To Sing Frogs Chapter 24b

IMG_2090 Amy and the girls at the aquarium in Vladivostok


The sound of shattering glass pierced the ambiance of the hotel restaurant. Several waitresses quickly rushed to clean up the orange juice and shards. After the initial shock, silverware eventually renewed its chatter but it took a few minutes. Adopting parents walk on eggshells.
We were still eating breakfast on Thursday morning when Missy Beaumont rushed into the restaurant. She and her husband, Andrew, were on their first visit. The little boy they were planning to adopt resided in the Ussuriysk orphanage, where Kirrill was. Since the Beaumonts were using a different agency—with different coordinators—our visit schedules hadn’t run together.

“Aren’t you guys supposed to visit Kirrill today?”

“Yes,” Amy responded. “Our coordinators are picking us up in half an hour.”

“Have you heard from them this morning? Do you know what’s going on?”

That stopped us cold. Missy began crying. “Our visit with Mishka just got canceled.” She started to sob. “There’s—there’s—there’s a—a—a Hepatitis outbreak at the orphanage! It’s under quarantine. No—no—no one gets in or out.” Missy broke down again. Amy jumped up and embraced her. The distraught expectant mother threw her arms around my wife and sobbed even harder. “We don’t even know if Mishka has it. They told us we wouldn’t be able to visit him again on this trip so we might as well go home. We can’t see him again until it’s over.” Amy held our ally tightly and tried to console her even though her own heart raced toward a breaking point.

“It’s okay. Everything will be okay.”

Sounds like what you tell a Russian orphan, especially when everything isn’t going to be okay.

Sarah was shocked as she watched her new mother and the sobbing woman. She looked at me with wide eyes. “Stó, Papa? Stó?”

I returned to the Russian word for “okay,” always given to the orphans without thought and without meaning. “Kharashoh, Sarah. Kharashoh.”

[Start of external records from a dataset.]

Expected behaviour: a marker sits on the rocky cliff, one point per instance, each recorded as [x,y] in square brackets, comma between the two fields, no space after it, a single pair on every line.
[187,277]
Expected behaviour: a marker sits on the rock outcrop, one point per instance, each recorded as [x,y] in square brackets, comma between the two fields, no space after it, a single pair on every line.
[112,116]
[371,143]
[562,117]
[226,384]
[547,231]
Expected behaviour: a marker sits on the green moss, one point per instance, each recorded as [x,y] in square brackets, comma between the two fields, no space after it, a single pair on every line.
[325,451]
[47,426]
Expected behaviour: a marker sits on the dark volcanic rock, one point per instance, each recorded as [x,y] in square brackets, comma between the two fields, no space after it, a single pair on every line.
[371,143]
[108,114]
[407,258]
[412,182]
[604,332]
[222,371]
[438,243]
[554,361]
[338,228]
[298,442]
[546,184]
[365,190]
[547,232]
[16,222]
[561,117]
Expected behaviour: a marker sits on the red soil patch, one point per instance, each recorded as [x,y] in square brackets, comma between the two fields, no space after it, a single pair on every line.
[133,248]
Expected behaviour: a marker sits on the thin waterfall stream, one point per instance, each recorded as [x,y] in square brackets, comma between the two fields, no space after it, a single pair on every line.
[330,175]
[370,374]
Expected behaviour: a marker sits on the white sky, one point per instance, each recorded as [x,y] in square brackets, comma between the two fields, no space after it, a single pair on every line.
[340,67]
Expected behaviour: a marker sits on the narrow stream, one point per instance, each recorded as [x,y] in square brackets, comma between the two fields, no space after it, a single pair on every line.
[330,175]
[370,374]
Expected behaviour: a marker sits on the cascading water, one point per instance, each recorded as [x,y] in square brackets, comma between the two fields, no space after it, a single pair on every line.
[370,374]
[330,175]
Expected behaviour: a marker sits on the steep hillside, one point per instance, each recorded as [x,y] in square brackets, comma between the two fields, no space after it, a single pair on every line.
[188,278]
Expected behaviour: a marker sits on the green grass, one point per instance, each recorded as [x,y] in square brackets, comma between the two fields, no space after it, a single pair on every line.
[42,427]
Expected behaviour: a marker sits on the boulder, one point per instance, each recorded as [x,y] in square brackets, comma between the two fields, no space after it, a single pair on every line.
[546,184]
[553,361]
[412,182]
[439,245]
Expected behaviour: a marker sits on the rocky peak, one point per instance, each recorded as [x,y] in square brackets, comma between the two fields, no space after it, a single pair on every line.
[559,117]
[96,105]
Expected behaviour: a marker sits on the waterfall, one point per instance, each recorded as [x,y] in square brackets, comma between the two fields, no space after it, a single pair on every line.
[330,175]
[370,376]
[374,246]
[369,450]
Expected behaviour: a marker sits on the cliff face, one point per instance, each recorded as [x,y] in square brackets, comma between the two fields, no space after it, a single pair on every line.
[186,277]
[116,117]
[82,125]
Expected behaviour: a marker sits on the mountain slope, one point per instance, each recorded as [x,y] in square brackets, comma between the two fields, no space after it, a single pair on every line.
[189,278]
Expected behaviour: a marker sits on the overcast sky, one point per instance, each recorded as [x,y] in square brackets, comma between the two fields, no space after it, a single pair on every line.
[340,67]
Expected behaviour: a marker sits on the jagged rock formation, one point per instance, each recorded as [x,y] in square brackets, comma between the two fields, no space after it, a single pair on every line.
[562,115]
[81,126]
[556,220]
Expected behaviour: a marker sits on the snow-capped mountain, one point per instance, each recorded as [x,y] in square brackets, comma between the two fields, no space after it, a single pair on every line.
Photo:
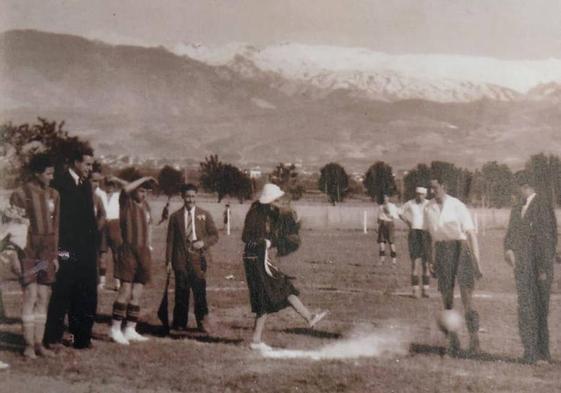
[374,75]
[546,92]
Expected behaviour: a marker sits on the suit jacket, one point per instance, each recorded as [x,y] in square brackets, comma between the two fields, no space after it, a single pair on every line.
[177,247]
[533,238]
[78,226]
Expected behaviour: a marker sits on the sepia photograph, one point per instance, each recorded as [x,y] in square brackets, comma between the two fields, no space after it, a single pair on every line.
[234,196]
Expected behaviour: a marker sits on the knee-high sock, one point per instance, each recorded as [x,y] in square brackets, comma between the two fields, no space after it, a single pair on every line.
[40,320]
[119,314]
[28,324]
[133,312]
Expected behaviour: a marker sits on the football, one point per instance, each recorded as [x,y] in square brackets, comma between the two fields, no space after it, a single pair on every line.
[450,321]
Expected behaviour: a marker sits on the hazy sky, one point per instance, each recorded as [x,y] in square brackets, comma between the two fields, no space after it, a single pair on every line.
[529,29]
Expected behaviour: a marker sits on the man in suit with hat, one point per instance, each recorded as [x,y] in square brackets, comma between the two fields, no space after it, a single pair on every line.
[191,233]
[530,249]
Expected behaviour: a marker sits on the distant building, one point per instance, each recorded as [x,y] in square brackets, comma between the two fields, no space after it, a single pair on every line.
[254,173]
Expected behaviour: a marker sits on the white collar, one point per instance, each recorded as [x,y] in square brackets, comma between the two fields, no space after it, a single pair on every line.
[74,176]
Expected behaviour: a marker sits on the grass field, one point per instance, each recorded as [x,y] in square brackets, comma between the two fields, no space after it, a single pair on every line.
[335,270]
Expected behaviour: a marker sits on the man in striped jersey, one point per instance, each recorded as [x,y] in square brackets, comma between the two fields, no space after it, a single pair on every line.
[39,263]
[134,265]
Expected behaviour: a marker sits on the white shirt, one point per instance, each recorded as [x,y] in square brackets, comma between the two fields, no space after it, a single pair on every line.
[190,214]
[392,214]
[74,176]
[452,222]
[112,208]
[414,212]
[527,204]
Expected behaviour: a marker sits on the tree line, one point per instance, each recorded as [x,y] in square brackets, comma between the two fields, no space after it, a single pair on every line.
[492,185]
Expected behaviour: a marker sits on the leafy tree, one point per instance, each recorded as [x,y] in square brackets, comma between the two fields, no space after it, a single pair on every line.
[224,179]
[170,180]
[334,182]
[417,177]
[211,173]
[286,177]
[19,142]
[546,172]
[497,184]
[458,180]
[379,181]
[130,173]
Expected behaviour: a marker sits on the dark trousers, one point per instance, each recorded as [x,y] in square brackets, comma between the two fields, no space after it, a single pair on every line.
[186,281]
[74,293]
[533,309]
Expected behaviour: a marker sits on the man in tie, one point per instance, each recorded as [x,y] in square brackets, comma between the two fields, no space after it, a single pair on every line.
[530,249]
[75,289]
[191,232]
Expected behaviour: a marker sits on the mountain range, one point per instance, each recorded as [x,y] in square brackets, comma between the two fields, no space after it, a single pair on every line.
[290,102]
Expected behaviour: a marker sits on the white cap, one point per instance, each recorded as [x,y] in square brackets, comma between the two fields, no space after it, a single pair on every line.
[270,193]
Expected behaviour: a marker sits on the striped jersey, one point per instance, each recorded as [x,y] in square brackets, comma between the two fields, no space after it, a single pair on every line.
[134,218]
[42,208]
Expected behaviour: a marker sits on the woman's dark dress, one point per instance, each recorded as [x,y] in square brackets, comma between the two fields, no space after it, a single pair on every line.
[267,294]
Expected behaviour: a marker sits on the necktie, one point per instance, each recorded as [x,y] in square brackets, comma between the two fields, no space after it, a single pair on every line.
[189,227]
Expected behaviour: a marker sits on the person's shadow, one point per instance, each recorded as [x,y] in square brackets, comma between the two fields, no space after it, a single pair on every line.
[416,348]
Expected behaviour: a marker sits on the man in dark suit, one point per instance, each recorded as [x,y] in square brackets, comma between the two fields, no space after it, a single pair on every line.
[75,289]
[191,232]
[530,249]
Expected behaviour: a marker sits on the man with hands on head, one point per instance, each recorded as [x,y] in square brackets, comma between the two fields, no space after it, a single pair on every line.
[191,233]
[529,246]
[133,268]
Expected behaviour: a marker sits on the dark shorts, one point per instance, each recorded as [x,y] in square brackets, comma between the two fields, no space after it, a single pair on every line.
[37,264]
[417,240]
[454,261]
[134,265]
[113,238]
[385,232]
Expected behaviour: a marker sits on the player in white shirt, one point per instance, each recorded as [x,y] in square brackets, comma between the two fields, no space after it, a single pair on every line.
[387,213]
[412,213]
[455,257]
[112,231]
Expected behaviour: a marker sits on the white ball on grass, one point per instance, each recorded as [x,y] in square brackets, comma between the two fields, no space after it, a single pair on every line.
[450,321]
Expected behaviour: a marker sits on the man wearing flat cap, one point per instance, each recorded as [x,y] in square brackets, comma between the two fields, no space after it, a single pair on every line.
[191,233]
[530,249]
[412,213]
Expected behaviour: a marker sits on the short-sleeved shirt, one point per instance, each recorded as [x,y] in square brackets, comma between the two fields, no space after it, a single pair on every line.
[452,222]
[414,212]
[110,203]
[42,206]
[388,212]
[134,218]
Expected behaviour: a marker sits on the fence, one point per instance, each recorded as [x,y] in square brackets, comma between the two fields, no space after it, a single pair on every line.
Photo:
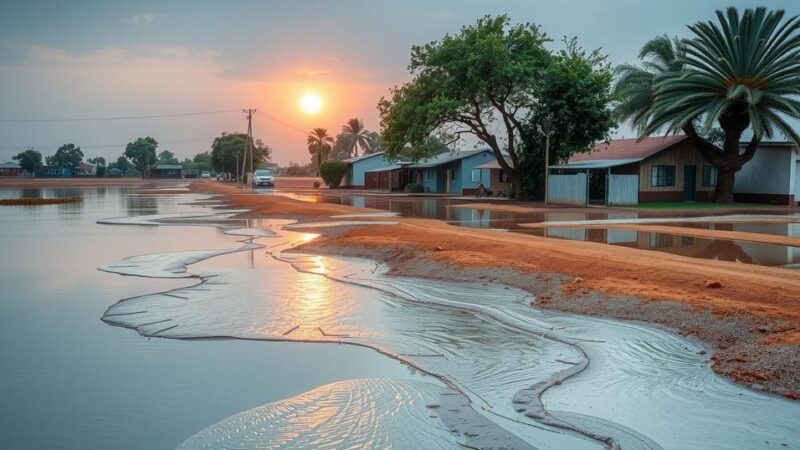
[622,189]
[568,189]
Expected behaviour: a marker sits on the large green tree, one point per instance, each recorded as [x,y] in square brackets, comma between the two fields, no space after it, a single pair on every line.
[481,82]
[574,108]
[68,155]
[742,73]
[29,160]
[142,153]
[228,152]
[356,136]
[319,145]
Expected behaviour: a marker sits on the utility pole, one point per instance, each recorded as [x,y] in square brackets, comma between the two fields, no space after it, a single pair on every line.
[547,126]
[249,113]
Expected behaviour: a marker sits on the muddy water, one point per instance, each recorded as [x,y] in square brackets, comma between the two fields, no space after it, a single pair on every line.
[502,373]
[70,381]
[745,252]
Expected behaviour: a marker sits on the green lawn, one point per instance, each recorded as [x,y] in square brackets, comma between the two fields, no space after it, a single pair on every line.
[696,205]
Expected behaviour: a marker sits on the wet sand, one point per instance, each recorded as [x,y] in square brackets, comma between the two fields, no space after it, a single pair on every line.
[752,320]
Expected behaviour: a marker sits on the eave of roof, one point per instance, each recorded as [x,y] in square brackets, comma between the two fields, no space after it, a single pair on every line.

Missy continued. “I can’t leave him! I can’t go. What am I supposed to do?”

“It’s okay. It will be okay. All you can do is wait and pray. All we can do is wait and pray,” Amy said.

Famous last words.
We were pacing in the lobby when Stass and Anya walked in. “Have you heard?” I asked while lunging forward like a sprinter jumping the gun. Stass seemed relieved and the lines left his forehead. At least he wouldn’t have to break the news to us.

“The director just called us. I’m sorry.”

“Sorry, what?”

“Excuse me?”

“Sorry we can’t go to visit? Sorry there’s a Hepatitis outbreak? Sorry Kirrill has it? Sorry what?”
“In that case I guess I just have to say sorry we don’t know much at this point,” Stass concluded.

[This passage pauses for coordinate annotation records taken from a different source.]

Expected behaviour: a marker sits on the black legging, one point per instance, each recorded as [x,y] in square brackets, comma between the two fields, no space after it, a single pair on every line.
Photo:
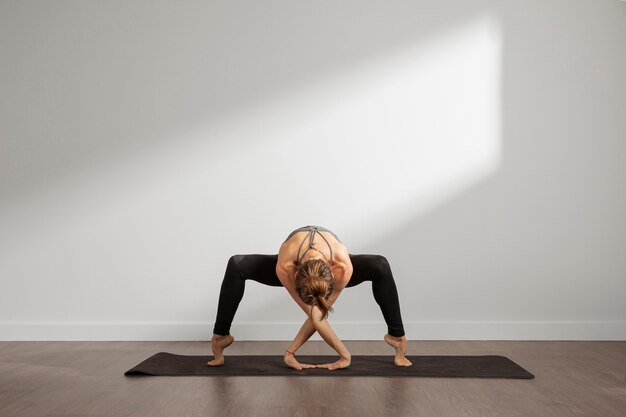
[262,268]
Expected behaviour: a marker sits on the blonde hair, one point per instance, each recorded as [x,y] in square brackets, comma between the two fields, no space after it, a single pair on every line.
[315,283]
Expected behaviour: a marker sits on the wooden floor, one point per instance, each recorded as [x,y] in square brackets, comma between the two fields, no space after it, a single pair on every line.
[68,379]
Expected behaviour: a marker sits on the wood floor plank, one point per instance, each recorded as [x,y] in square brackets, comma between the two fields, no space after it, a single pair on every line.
[71,379]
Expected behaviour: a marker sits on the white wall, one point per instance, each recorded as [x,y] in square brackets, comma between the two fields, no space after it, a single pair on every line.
[479,145]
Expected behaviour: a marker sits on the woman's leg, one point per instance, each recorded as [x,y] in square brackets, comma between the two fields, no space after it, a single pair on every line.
[376,268]
[260,268]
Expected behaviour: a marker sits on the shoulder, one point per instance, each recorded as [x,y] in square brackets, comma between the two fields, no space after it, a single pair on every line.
[285,265]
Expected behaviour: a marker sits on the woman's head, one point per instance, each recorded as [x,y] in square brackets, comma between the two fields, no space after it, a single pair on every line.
[315,283]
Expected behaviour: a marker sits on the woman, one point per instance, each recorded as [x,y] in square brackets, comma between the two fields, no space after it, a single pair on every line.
[314,266]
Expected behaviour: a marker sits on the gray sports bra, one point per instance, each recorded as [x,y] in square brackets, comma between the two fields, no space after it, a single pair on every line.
[311,237]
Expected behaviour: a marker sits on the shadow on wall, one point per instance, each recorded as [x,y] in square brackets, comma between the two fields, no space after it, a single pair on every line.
[145,145]
[87,86]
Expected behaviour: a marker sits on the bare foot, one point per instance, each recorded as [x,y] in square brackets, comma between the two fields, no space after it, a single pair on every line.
[218,344]
[399,345]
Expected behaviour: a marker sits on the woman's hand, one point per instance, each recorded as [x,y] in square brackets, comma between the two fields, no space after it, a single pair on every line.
[343,362]
[292,362]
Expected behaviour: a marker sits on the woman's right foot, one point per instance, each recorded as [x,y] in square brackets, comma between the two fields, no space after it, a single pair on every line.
[399,345]
[218,344]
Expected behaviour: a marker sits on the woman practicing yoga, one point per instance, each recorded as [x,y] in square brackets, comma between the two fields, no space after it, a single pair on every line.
[314,266]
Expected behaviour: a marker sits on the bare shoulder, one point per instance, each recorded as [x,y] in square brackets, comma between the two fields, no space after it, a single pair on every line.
[341,254]
[285,265]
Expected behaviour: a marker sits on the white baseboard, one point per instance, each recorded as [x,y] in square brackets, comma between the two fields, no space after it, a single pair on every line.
[443,330]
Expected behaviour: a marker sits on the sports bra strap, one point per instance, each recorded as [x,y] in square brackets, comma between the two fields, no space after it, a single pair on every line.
[311,236]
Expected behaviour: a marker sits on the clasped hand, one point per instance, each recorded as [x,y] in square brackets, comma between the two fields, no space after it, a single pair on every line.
[292,362]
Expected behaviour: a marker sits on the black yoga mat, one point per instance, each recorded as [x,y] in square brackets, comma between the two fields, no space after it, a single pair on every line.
[169,364]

Amy stood anxiously by, wringing her hands. For once she wanted information as much as I did. She knew no one but Torquemada could extract more details than I could so she left me to my work. “Does Kirrill have it?”

“We don’t know.”

“How do we keep him from getting it if he doesn’t have it already?”

“They have quarantined the orphanage.”

“That doesn’t stop him from getting it! Are they taking children to the hospital?”

“Settle down, John. Kirrill lives in a hospital. Tatiana, the director there, is a doctor. I’m sure they’re doing everything they can to help all of the children.”

“In another hospital he wouldn’t continue to be exposed. We need to move him. I’ll pay for another hospital.”

“The orphanage is quarantined. We just need to be patient and see what happens.” Amy began crying but she left me to my barrage.

“You guys are freaking crazy! The only reason he might have been exposed in the first place is because of your asinine law for a ten-day appeal period. Yeah, his dead parents might change their minds and decide to not let us take him. How stupid can things possibly get over here?!”